学校生活になじむのが得意で、それなりに上手くやってきたものだから、何となくそう思っていた。自分の意思さえあれば、周りは応援してくれると。

でも、人生そういうわけにいかないこともあるのだと気付かせてくれた中2の秋。


学校の自然体験学習で登山に来ていた。
当時、私は摂食障害(拒食)の影響で体力がなかった。
でも、自分ではそんな自覚はなくて、
登山当日の朝、青少年の家で食べた朝食ではご飯をおかわりして、
「たくさん食べて山登るぞ〜!」と気合い十分だった。

クラスごとに宿から歩いていき、
登山口が見えて「さあここから」と意気込んだ時だった。
クラス担任兼部活の顧問でもあった先生が、私の目をまっすぐ見て言った。
「〇〇さん、もうここまで」
目の前がさーっと暗くなっていくようだった。

なんで?どうして?ここからが本番だよ?
私いっぱい朝ごはん食べてきて体力あるよ?

声には出せなかったけれど、頭の中では必死に抵抗していた。

でも、先生は登山口を塞ぐかのように立って、
涙目で私を見つめながら「もうこれ以上はだめ」と言った。
私は、突然登山ができなくなったことへのショックと混乱で、
涙が止まらなかった。

先生は他の生徒も見なければいけないので、登山口の先へと進んでいった。しばらくして、まだ登山口の前で泣きじゃくる私の隣にそっと座って声をかけてくれたのが学年主任の先生だった。
「諦めることが必要な時もあるんだ」
「心と身体はつながっている」

頭がパニックになっていて、先生の言葉を詳細に覚えていないことが悔やまれる。ただ、確かにこんなことは伝えてくれていた。
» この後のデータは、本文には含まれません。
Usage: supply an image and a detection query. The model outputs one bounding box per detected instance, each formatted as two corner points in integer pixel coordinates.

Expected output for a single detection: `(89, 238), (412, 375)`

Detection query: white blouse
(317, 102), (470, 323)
「頑張って登山をする」という行動は、決して不良行為のような道理から外れたことではなく、むしろ褒めて後押ししてくれるものだろう。
当時の私自身もそう思っていたし、そのような時は必ず周りの人が「いいよ、頑張って!」と応援してくれていた。
だからこそこの時、頑張ろうとしている自分を止める人間がいることを理解できなかった。

どうしたってその時は「登山ができない(行うのが危険)」という事実は変わらなかった。今考えれば、きっと事前に先生と親が話し合って決めていたのだろう。
しかし、その「できない事実を認める/受け入れる」ことが、この病気を治療していく第一歩であり、それを乗り越える=「できない事実」を受け入れることができれば、それはやがてひとつの強さとなるのだろう。